Italian mathematician

Daniele C. Struppa is an Italian mathematician, academic, and former president of Chapman University in Orange County, California. Prior to becoming Chapman’s president, Struppa had served as its chancellor for nine years as well as its provost.

== Education and career ==
Struppa earned a degree in mathematics from the University of Milan, Italy, in 1977. He then moved to the United States in 1978 to pursue his Ph.D at the University of Maryland, College Park, earning his doctorate degree in mathematics in 1981.

Struppa began his academic career in Italy where he held positions at the University of Milan, at the Scuola Normale Superiore di Pisa and at the University of Calabria.

Having returned to America, Struppa accepted a professorship at George Mason University, where he founded a research center for the application of mathematics and served as director of it. In addition to serving as chairman of the Department of Mathematical Sciences at George Mason University, he was also appointed as associate dean for Graduate Programs and as Dean of the College of Arts and Sciences, a position he held for nine years.

In 2006, Struppa joined Chapman University as provost and chief academic officer. He remained in those positions until July 2007 when he was appointed chancellor.

On September 28, 2015, Struppa was elected 13th president of Chapman University and was inaugurated on September 1, 2016. He assumed office on September 1, 2016, succeeding Jim Doti, who served as president for 25 years.

In 2019, Struppa refused to take down two The Birth of a Nation posters at the Dodge College of Film and Media Arts at Chapman University. He outlined his reasons in an opinion piece called, "Why I won't take down the original 'The Birth of a Nation' poster." Black students at Chapman voiced opposition to Struppa's decision, and peaceful protests were organized on campus. Faculty members took a survey on their stance to remove the posters, and the posters were eventually taken down.

On December 10, 2024, it was announced that effective September 2, 2025 Struppa would retire from the Office of the President.

Struppa has authored more than 200 refereed publications and has edited several volumes.

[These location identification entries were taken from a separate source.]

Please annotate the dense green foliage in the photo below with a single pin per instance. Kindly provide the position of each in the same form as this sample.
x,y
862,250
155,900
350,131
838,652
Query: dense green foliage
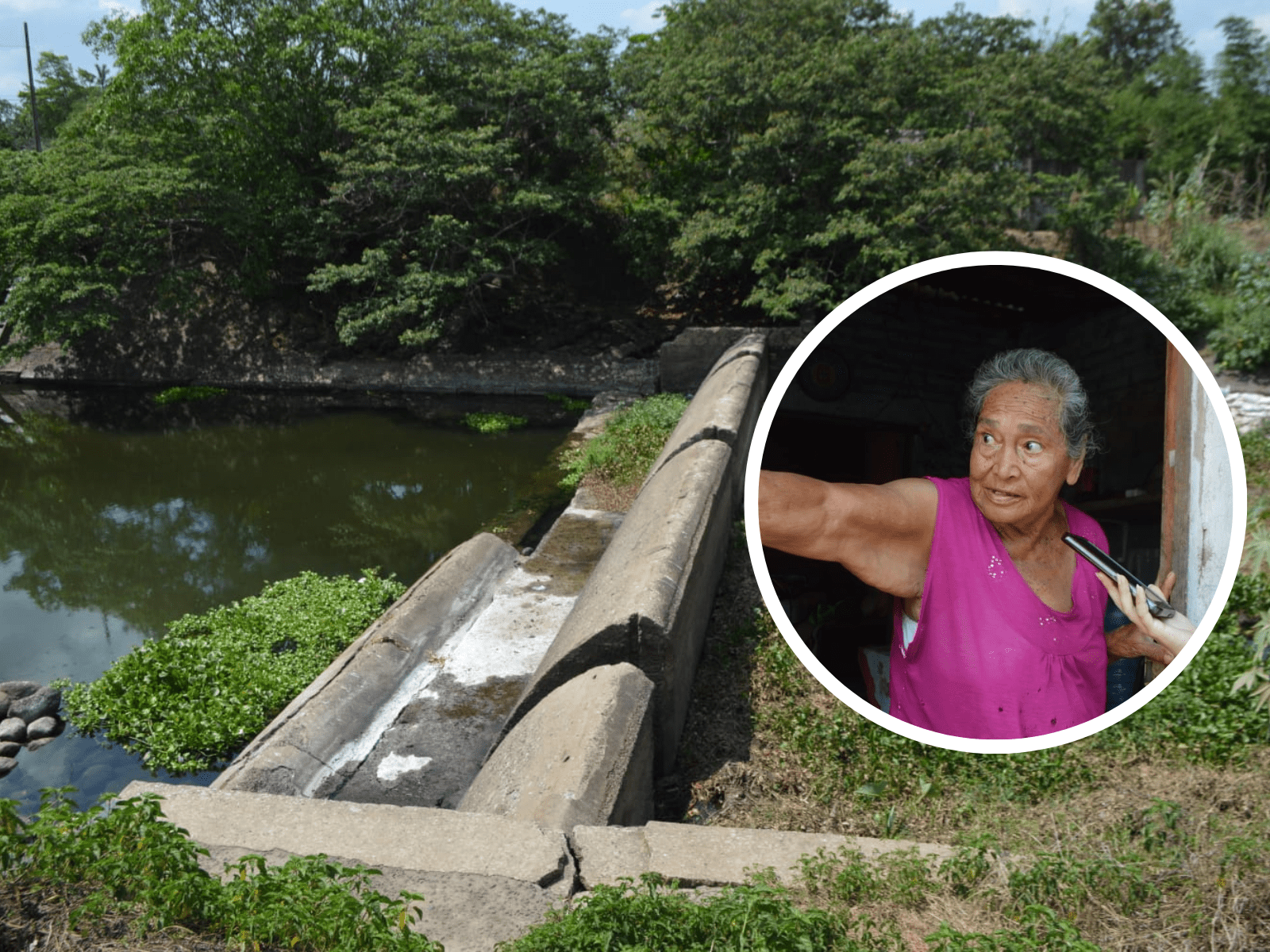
x,y
190,700
1197,719
184,395
628,447
652,916
129,861
791,152
493,423
413,173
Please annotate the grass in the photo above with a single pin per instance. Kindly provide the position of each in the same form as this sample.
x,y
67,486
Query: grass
x,y
125,877
190,700
629,444
1153,835
495,423
184,395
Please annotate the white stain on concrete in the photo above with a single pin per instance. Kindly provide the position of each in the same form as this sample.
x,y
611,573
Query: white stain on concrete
x,y
506,640
393,766
511,635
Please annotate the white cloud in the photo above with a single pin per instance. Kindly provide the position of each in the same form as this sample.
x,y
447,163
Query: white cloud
x,y
645,19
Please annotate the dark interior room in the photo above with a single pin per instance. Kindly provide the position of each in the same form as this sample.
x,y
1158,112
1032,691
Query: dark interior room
x,y
882,399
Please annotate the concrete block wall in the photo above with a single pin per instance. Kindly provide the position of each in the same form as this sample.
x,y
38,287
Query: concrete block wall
x,y
911,359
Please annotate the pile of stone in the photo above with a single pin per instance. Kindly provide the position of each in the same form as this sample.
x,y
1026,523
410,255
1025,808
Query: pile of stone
x,y
29,717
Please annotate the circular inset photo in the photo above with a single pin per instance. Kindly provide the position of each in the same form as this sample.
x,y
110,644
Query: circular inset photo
x,y
995,501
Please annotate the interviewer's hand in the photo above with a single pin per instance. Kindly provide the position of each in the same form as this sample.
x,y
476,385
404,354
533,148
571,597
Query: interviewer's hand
x,y
1166,636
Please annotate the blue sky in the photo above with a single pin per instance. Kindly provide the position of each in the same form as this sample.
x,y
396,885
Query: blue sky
x,y
56,25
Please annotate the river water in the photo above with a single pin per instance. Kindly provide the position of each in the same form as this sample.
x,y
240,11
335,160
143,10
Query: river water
x,y
118,516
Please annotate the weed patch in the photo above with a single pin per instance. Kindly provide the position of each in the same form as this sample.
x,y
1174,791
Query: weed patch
x,y
126,865
495,423
630,443
656,916
190,700
186,395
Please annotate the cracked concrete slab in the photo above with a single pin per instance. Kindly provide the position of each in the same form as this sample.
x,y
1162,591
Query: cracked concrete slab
x,y
582,755
713,856
484,879
408,838
649,598
338,717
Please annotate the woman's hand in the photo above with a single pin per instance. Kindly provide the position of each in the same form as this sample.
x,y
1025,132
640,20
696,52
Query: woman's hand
x,y
1172,634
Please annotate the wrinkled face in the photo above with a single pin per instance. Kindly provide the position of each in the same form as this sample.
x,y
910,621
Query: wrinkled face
x,y
1019,461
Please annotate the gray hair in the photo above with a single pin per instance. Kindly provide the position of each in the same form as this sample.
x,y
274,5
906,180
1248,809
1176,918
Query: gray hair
x,y
1045,370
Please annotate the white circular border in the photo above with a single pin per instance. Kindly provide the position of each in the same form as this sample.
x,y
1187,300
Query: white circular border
x,y
976,746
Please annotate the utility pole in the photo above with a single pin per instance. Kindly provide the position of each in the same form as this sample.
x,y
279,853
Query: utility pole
x,y
31,86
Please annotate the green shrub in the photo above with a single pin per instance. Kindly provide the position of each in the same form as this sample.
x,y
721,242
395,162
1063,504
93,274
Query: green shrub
x,y
493,423
184,395
129,861
1210,251
1242,340
190,700
1070,884
630,443
1198,716
568,403
1043,932
652,916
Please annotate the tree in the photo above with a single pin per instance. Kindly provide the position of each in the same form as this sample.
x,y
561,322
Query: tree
x,y
452,183
1242,112
1134,35
784,155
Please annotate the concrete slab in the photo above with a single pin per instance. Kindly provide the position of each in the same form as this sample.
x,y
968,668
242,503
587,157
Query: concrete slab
x,y
686,361
336,721
649,598
484,880
727,405
507,908
427,374
403,837
440,735
713,856
582,755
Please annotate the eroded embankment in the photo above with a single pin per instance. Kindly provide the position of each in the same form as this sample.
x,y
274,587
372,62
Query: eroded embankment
x,y
572,663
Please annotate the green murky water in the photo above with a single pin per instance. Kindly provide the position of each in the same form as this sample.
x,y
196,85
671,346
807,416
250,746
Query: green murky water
x,y
117,517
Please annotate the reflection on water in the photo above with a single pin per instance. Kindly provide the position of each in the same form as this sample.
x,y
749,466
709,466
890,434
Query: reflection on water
x,y
107,532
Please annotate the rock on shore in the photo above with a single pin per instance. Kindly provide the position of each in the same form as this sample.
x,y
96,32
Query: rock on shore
x,y
29,716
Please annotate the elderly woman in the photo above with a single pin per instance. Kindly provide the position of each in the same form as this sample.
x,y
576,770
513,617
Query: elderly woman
x,y
997,625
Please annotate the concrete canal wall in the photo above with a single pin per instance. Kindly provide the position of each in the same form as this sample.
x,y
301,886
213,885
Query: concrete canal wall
x,y
549,685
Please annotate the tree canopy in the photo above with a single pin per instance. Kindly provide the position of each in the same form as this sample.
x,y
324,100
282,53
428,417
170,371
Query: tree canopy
x,y
406,169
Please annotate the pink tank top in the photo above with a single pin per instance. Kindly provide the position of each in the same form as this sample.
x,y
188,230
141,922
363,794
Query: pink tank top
x,y
990,659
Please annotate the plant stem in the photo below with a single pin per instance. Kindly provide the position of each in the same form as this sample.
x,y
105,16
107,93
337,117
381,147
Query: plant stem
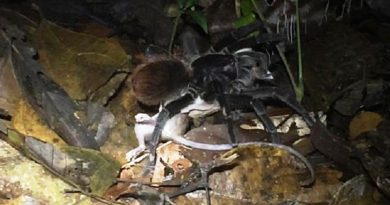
x,y
174,32
297,89
300,70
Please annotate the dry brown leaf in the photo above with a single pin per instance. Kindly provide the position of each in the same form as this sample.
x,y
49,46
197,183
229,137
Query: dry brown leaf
x,y
78,62
27,122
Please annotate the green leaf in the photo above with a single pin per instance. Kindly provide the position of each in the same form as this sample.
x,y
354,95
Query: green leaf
x,y
185,4
199,19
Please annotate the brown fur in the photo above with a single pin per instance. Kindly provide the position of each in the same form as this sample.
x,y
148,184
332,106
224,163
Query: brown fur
x,y
159,81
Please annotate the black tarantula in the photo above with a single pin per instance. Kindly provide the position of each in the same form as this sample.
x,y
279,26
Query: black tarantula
x,y
238,81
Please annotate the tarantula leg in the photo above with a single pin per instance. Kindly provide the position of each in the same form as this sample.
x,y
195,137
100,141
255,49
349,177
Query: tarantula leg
x,y
268,124
224,101
288,99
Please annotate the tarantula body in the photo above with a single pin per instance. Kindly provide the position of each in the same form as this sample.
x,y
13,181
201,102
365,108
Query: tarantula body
x,y
236,81
159,81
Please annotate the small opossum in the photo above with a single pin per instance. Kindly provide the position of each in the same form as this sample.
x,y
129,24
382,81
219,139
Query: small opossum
x,y
174,130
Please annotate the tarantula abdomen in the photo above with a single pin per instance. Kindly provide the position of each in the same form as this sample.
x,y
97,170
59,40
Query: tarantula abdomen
x,y
159,81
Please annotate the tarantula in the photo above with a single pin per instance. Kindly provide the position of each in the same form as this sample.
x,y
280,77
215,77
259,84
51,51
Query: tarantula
x,y
240,81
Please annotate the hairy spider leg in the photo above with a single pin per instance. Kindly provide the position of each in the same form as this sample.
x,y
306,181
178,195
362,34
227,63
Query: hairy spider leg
x,y
224,101
261,113
286,98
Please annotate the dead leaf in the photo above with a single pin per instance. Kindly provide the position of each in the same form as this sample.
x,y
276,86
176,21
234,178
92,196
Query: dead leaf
x,y
27,122
364,122
79,63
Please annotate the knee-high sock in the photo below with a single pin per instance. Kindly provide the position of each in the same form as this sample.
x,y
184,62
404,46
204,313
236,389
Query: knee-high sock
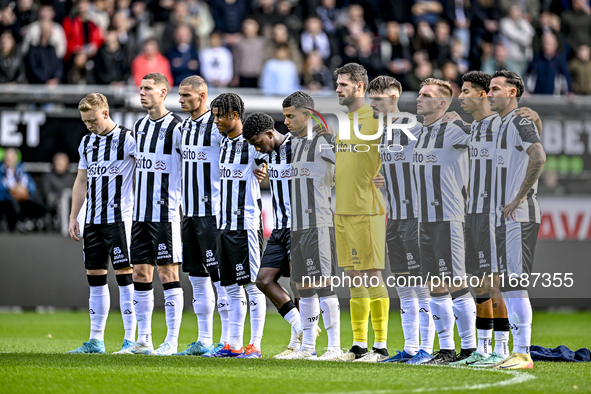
x,y
331,316
144,307
409,316
443,318
258,311
427,327
359,315
464,309
99,303
520,318
203,306
236,315
379,304
309,313
223,309
173,310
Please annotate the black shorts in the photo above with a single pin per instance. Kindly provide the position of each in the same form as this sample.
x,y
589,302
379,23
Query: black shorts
x,y
481,248
402,241
199,246
313,254
101,241
239,256
277,251
156,243
443,249
516,244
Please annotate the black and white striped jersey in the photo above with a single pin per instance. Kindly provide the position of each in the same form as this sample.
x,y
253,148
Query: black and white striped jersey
x,y
312,179
483,144
401,190
515,136
201,166
280,181
109,163
240,194
158,169
441,171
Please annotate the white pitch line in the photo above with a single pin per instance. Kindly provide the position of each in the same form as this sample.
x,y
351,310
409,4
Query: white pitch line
x,y
517,378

He is also the co-author of more than ten books, including The Mathematics of Superoscillations, with Chapman physicists Yakir Aharonov and Jeff Tollaksen.

== Honors and awards ==
In 1981, Struppa received the Bartolozzi Prize from the Italian Mathematical Union, and in 1987 the Matsumae Medal from the Matsumae International Foundation of Tokyo. In 2007, Struppa was also awarded the Cozzarelli Prize from the National Academy of Sciences for a paper he co-authored.

In 2006, the BIO-IT Coalition, a non-profit organization dedicated to the support of bioinformatics, established the Professor Daniele Struppa Award in Struppa’s honor.

Struppa was granted the Donald Bren Presidential Chair in Mathematics in 2019.

== Personal life ==
Struppa is married to Lisa Sparks, who is the founding Dean of the School of Communication and the Foster and Mary McGaw Endowed Professor at Chapman University. They have four children.